Your understanding is off, as you said, The Doctor. :) The BIOS boot partion is exactly that, a boot partition for BIOS. It is indeed where GRUB lives, but it is only a requirement for "legacy" BIOS systems when combined with GPT-formatted drives.

Before the wonders of GPT, UEFI, Secure Boot and other such inventions, the standard was pretty much what IMB had in their PC and everyone just went with that ("IBM PC-compatible" ring a bell?). This included how the data on the disk should be layed out and how the BIOS should behave, amongst other things of course.

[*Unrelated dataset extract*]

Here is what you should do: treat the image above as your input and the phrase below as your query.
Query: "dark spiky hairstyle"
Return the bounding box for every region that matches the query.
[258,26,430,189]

The disk was to have a boot sector, a very small space (a single sector on the disk?) between the start of the disk and the first partition from which the BIOS would read. This was called the Master Boot Record (there were other things in the MBR like information on how partitions are organised or the filesystems of those partitions, so the MBR wasn't just the boot sector) hence the name of the partition table. The bootloader (or code that would load it if the bootloader itself were too big) would therefore reside in the MBR because that's what the BIOS expected and that was the only way to boot. GRUB of course had to do the same, i.e. copy the bootloader to the MBR.
Jumping back to present day and the Unified Extensible FIrmware Interface (UEFI) exist, meant to replace the old IMB standards. The GUID Partitioning Table (GPT) is part of the new standard and meant to replace MBR. Since UEFI doesn't use a boot sector, there is no real eqivalent in GPT (there seems to be space reserved at the beginning where the MBR would've been, can anyone knowledgeable confirm what this is used for? Is that where the "bios_grub" partition is moved?). Since the BIOS is looking for a code in a place where there is none, a work-around is needed. GRUB (and other bootloaders) can reserve an unformatted partition, called the GRUB Boot Partition or "bios_grub" in GNU Parted, where it stores the code that would otherwise be written to the MBR. This allows the BIOS to read and execute the code it's looking for in order to boot, even when booting from GPT disks.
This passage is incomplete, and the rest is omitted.